- run it on https://repl.it
- run it on nodejs. tested with:
- Ubuntu 18.04
- node.js v8.11.4
Since I have 60 - 90 minutes to design and implement, I will limit the scope of a mini regular expression engine as described below:
- only use javascript/node built-in except javascript regex engine & expression
- Non-distributed algorithm
- Literals can occur 0 to many times on the given text
- Literals can be separated by multiple separators. For this implemenation I will assume, literals are separated by ["," , "." , ":", ";" "?" "!" "|", "&"]
- Given that you are seeing the text for the first time, the best time complexity is O(textLength). (you have to traverse through the text once to know whether literal is included or not included)
- Since the engine needs to provide multi literal search, we can optimize time complexity by building a Map of literals. This way, we only incur full text traversal once, no matter how many literals we need to search.
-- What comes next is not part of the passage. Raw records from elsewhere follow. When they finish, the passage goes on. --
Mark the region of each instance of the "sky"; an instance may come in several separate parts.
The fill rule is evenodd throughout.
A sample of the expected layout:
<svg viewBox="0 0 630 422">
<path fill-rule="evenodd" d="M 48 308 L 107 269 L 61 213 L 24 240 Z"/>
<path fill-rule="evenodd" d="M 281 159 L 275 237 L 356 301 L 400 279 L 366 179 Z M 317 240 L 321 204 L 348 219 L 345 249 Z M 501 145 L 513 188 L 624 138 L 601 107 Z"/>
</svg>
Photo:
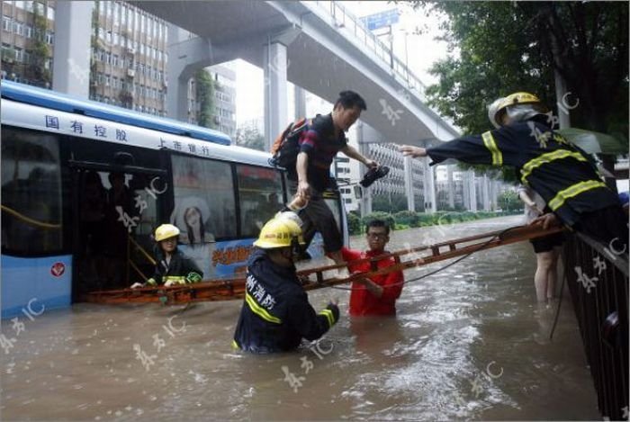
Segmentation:
<svg viewBox="0 0 630 422">
<path fill-rule="evenodd" d="M 365 16 L 391 9 L 400 13 L 399 23 L 393 25 L 394 52 L 403 62 L 407 59 L 411 72 L 425 85 L 436 82 L 428 74 L 428 69 L 437 60 L 446 58 L 448 53 L 446 43 L 435 40 L 440 32 L 438 20 L 435 16 L 425 16 L 423 12 L 413 11 L 405 2 L 398 4 L 387 1 L 342 1 L 338 2 L 357 17 Z M 417 27 L 423 28 L 422 34 L 414 33 Z M 376 31 L 380 33 L 383 31 Z M 389 42 L 387 35 L 380 37 Z M 405 42 L 406 41 L 406 42 Z M 405 45 L 406 44 L 406 45 Z M 236 60 L 237 73 L 237 128 L 244 122 L 263 116 L 263 70 L 243 60 Z M 289 94 L 289 113 L 292 119 L 292 91 Z"/>
</svg>

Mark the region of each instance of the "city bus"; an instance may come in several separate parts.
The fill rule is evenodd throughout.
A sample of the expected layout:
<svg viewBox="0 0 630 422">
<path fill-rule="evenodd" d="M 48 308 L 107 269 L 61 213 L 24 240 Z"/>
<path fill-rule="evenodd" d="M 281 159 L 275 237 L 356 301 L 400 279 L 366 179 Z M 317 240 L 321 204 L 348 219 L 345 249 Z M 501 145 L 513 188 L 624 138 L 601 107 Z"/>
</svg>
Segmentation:
<svg viewBox="0 0 630 422">
<path fill-rule="evenodd" d="M 169 222 L 204 280 L 245 271 L 288 199 L 269 154 L 210 129 L 2 81 L 2 318 L 149 277 Z M 326 200 L 347 244 L 338 190 Z M 309 253 L 323 256 L 321 238 Z"/>
</svg>

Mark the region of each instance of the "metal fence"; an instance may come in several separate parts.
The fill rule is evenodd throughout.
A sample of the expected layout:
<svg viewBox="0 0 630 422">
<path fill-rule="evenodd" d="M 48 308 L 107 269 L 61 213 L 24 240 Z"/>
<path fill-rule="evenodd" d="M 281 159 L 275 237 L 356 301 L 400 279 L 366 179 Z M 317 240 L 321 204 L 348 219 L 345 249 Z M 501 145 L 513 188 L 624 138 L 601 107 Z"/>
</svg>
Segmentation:
<svg viewBox="0 0 630 422">
<path fill-rule="evenodd" d="M 628 418 L 628 255 L 580 235 L 565 247 L 567 281 L 599 410 Z"/>
</svg>

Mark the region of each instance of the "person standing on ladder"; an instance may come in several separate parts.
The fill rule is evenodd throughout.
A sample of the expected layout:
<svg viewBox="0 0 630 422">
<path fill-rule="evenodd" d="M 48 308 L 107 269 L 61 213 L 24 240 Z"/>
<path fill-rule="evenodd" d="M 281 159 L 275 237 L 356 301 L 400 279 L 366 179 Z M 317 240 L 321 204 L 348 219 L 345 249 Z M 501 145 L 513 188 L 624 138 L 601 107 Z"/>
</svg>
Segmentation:
<svg viewBox="0 0 630 422">
<path fill-rule="evenodd" d="M 400 151 L 414 157 L 428 156 L 432 165 L 455 158 L 514 166 L 521 183 L 538 193 L 552 211 L 532 224 L 547 228 L 562 222 L 627 254 L 627 219 L 616 193 L 600 179 L 584 151 L 554 131 L 548 109 L 537 96 L 519 92 L 499 98 L 489 107 L 488 117 L 493 130 L 429 148 L 403 145 Z"/>
<path fill-rule="evenodd" d="M 300 137 L 300 152 L 295 162 L 294 171 L 289 168 L 290 189 L 302 201 L 308 201 L 300 212 L 306 227 L 306 244 L 310 244 L 316 229 L 324 239 L 324 249 L 336 264 L 343 264 L 341 247 L 343 238 L 337 227 L 332 211 L 324 202 L 322 193 L 333 183 L 330 178 L 330 165 L 338 151 L 354 158 L 368 168 L 375 168 L 378 163 L 366 158 L 355 148 L 347 144 L 345 132 L 355 124 L 366 110 L 365 101 L 353 91 L 339 93 L 339 98 L 330 114 L 318 116 L 312 124 Z M 341 269 L 340 277 L 347 276 Z"/>
<path fill-rule="evenodd" d="M 343 247 L 341 253 L 346 261 L 374 258 L 387 254 L 385 247 L 390 241 L 390 226 L 382 220 L 373 220 L 365 226 L 365 238 L 369 249 L 365 252 Z M 395 265 L 393 257 L 381 259 L 377 268 Z M 350 272 L 370 273 L 370 263 L 349 265 Z M 350 315 L 353 317 L 396 315 L 396 300 L 400 297 L 404 276 L 401 271 L 383 275 L 366 275 L 352 283 L 350 293 Z"/>
</svg>

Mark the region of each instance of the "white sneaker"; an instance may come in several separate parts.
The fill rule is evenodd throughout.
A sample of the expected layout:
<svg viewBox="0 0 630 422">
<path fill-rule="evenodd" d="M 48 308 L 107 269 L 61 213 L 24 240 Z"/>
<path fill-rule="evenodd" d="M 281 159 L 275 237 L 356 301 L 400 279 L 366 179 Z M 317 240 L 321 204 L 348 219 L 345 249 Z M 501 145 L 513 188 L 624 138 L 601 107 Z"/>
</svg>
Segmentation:
<svg viewBox="0 0 630 422">
<path fill-rule="evenodd" d="M 338 268 L 337 270 L 337 275 L 335 275 L 335 278 L 343 280 L 346 278 L 348 278 L 350 276 L 350 272 L 347 270 L 347 267 L 344 266 L 341 268 Z"/>
</svg>

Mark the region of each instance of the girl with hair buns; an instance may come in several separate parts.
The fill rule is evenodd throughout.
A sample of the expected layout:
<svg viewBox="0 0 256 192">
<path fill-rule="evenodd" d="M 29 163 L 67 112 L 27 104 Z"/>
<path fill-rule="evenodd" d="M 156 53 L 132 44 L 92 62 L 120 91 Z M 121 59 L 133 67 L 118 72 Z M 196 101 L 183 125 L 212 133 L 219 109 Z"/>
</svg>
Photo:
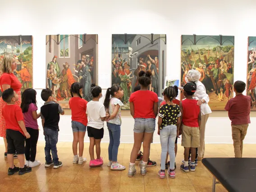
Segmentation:
<svg viewBox="0 0 256 192">
<path fill-rule="evenodd" d="M 73 131 L 73 149 L 74 154 L 73 163 L 82 164 L 86 158 L 82 157 L 83 141 L 88 123 L 86 116 L 86 109 L 88 102 L 82 99 L 82 85 L 74 82 L 71 85 L 70 93 L 72 97 L 69 100 L 69 107 L 71 110 L 71 119 Z M 79 154 L 78 154 L 78 144 L 79 143 Z"/>
<path fill-rule="evenodd" d="M 18 96 L 18 100 L 15 103 L 16 105 L 20 106 L 21 103 L 21 89 L 22 85 L 17 78 L 14 75 L 14 71 L 17 69 L 17 64 L 15 58 L 13 56 L 5 55 L 2 60 L 0 66 L 0 71 L 2 74 L 0 77 L 0 87 L 1 91 L 9 88 L 13 89 Z M 2 110 L 4 107 L 6 105 L 2 97 L 0 98 L 0 137 L 4 137 L 5 152 L 5 157 L 7 157 L 7 142 L 6 139 L 5 122 L 3 116 Z M 17 158 L 17 155 L 14 154 L 14 157 Z"/>
<path fill-rule="evenodd" d="M 150 145 L 155 127 L 155 117 L 158 110 L 157 95 L 148 90 L 151 84 L 152 72 L 150 70 L 139 73 L 138 82 L 141 90 L 133 93 L 130 97 L 131 114 L 134 119 L 134 143 L 131 153 L 128 176 L 136 173 L 135 161 L 137 152 L 143 139 L 143 155 L 140 167 L 141 174 L 145 175 L 149 157 Z"/>
</svg>

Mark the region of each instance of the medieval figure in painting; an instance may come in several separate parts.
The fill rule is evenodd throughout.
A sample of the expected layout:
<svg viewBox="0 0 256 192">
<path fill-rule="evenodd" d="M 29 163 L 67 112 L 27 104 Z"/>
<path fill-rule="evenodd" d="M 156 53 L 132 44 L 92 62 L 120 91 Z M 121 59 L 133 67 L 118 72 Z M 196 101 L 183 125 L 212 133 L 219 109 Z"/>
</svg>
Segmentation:
<svg viewBox="0 0 256 192">
<path fill-rule="evenodd" d="M 82 68 L 78 72 L 78 77 L 80 79 L 80 83 L 83 86 L 82 90 L 83 98 L 87 101 L 92 99 L 92 96 L 91 91 L 91 70 L 89 66 L 86 63 L 82 61 Z"/>
<path fill-rule="evenodd" d="M 60 70 L 59 67 L 59 64 L 57 62 L 57 56 L 55 56 L 52 58 L 52 60 L 49 62 L 47 65 L 47 69 L 50 69 L 50 64 L 52 64 L 53 65 L 53 68 L 55 69 L 56 73 L 57 73 L 57 77 L 59 77 L 60 75 Z"/>
<path fill-rule="evenodd" d="M 62 70 L 60 75 L 61 82 L 59 84 L 59 89 L 58 90 L 57 99 L 61 100 L 62 98 L 69 99 L 69 94 L 70 92 L 71 85 L 76 82 L 73 78 L 72 73 L 69 68 L 69 64 L 66 62 L 63 64 L 64 69 Z"/>
<path fill-rule="evenodd" d="M 27 65 L 26 64 L 22 64 L 21 66 L 21 70 L 15 71 L 16 73 L 19 74 L 22 81 L 22 85 L 23 88 L 25 89 L 25 84 L 26 84 L 26 87 L 27 89 L 29 88 L 29 82 L 30 82 L 31 75 L 27 69 Z"/>
<path fill-rule="evenodd" d="M 146 70 L 151 70 L 152 72 L 151 76 L 151 85 L 149 86 L 149 90 L 158 94 L 158 73 L 156 67 L 154 64 L 152 64 L 150 60 L 146 62 L 147 67 Z"/>
</svg>

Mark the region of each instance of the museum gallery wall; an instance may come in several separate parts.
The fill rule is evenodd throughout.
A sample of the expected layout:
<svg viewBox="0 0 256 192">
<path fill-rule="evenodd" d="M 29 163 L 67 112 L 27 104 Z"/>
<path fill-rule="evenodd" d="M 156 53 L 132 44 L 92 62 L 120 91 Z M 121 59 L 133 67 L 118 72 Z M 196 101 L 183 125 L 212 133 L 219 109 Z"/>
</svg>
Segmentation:
<svg viewBox="0 0 256 192">
<path fill-rule="evenodd" d="M 185 83 L 188 70 L 199 71 L 212 110 L 224 110 L 227 102 L 233 97 L 234 45 L 233 36 L 181 37 L 181 84 Z"/>
<path fill-rule="evenodd" d="M 46 87 L 64 109 L 69 109 L 70 87 L 75 82 L 83 86 L 82 96 L 92 99 L 91 83 L 97 81 L 97 35 L 46 36 Z"/>
<path fill-rule="evenodd" d="M 130 109 L 129 98 L 142 70 L 152 71 L 150 90 L 161 95 L 165 86 L 166 35 L 113 34 L 112 43 L 112 85 L 120 85 L 124 91 L 122 109 Z"/>
<path fill-rule="evenodd" d="M 32 36 L 0 36 L 0 63 L 5 55 L 15 58 L 14 73 L 22 84 L 22 92 L 33 87 L 32 41 Z"/>
</svg>

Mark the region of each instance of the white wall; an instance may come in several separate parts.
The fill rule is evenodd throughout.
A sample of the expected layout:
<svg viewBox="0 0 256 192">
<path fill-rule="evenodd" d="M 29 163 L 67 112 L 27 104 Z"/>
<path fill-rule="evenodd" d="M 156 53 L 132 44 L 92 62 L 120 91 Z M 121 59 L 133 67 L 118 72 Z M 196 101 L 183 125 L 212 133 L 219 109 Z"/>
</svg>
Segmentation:
<svg viewBox="0 0 256 192">
<path fill-rule="evenodd" d="M 33 35 L 36 89 L 45 87 L 47 34 L 98 34 L 98 77 L 107 78 L 99 82 L 105 82 L 104 87 L 110 85 L 112 34 L 166 34 L 167 73 L 174 78 L 180 76 L 181 35 L 233 35 L 234 80 L 243 81 L 247 38 L 256 36 L 253 0 L 14 0 L 2 4 L 1 8 L 0 36 Z M 70 121 L 70 116 L 61 117 L 60 140 L 72 140 Z M 254 124 L 256 118 L 251 122 Z M 133 142 L 133 120 L 124 117 L 123 122 L 121 141 Z M 232 142 L 227 117 L 210 117 L 206 129 L 207 142 Z M 245 142 L 255 142 L 256 136 L 251 125 Z M 155 136 L 154 141 L 159 142 Z M 104 141 L 108 137 L 106 132 Z M 43 139 L 42 135 L 40 139 Z"/>
</svg>

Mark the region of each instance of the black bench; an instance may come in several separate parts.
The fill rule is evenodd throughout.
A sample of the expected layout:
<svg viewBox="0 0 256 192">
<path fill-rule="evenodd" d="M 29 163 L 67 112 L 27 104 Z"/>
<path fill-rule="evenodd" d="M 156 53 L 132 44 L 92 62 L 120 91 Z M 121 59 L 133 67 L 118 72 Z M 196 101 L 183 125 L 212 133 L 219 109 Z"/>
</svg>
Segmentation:
<svg viewBox="0 0 256 192">
<path fill-rule="evenodd" d="M 256 192 L 256 158 L 204 158 L 202 163 L 213 176 L 212 192 L 218 183 L 229 192 Z"/>
</svg>

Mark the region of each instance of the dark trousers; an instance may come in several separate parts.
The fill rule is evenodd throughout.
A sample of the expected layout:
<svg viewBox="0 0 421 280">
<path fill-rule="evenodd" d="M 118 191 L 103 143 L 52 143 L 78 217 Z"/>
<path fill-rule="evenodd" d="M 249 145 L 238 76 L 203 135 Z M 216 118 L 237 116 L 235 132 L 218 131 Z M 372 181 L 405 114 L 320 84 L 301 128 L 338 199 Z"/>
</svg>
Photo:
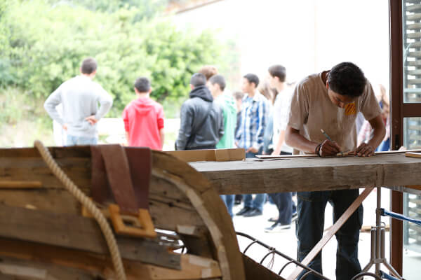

- Since we are building a Map of literals anyways, we will store number of occurences. Therefore, the result can provide more information without incurring more time complexity cost.
- literal map : key = literal, value = {}
text : "the cat sat on the dog"
- search for "cat"
{
"total" : 1,
"result":
[
{
"literal": "cat",
"count": 1,
}
]
}
- search for "the"
// search for "the"
{
"total" : 1,
"result":
[
{
"literal": "the",
"count" : 2,
}
]
}
- search for "cat|dog"
{
"total" : 2,
"result":
[
{
"literal": "cat",
"num": 1,
},
{
"literal": "dog",
"num": 1,
}
]
}
- if the text size is large enough to pay distribution and merge price, make the engine to distribute the workload to build index Map.